TTYs for the deaf

From: John C. Ellingboe <john_at_guntersville.net>
Date: Sat Dec 11 20:42:43 2004

Tom Jennings wrote:
>
> On Sat, 11 Dec 2004, Fred Cisin wrote:
>
> ASR-33's and their ilk are ASCII and 110 baud (43's do 300
> I think).
>
> The TTY-for-the-deaf tech is based upon older ITA2 (aka "baudot"
> but it's not -- no teletype-like device EVER used Baudot's code,
> it was for manual (finger) input) 5-bit code with two code tables
> (aka cases) selected with FIGS and LTRS. They mostly run at 60
> wpm, aka 45.45 baud.
>

Teletype Corp.

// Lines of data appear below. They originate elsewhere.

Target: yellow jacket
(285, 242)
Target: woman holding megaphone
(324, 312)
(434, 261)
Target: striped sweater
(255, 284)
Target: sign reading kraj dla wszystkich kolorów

Models 14, 15, 19 and 26 for a few plus some by other
companies used Baudot code. Some of those were interfaced to early
micros for lack of a better/cheap console at the time.
 
> Besides the speed issue, which requires good buffering or
> per-character flow-control handshaking (not commonly done well,
> and not possible on msoft OSs past DOS), you need a little state
> machine for code table/case translation each direction, and then
> about 1/2 the ASCII code set simply doesn't exist in ITA2, and
> there are no control codes in common except CR, LF, bell and NUL.
> Plus unless you re-wire them they are all half-duplex; pressing
> a key prints locally. ASR33's are 20mA current loop, but the
> older devices want 60mA, and 100 volts on the loop with a big
> series resistor; the current risetime requirements make it so.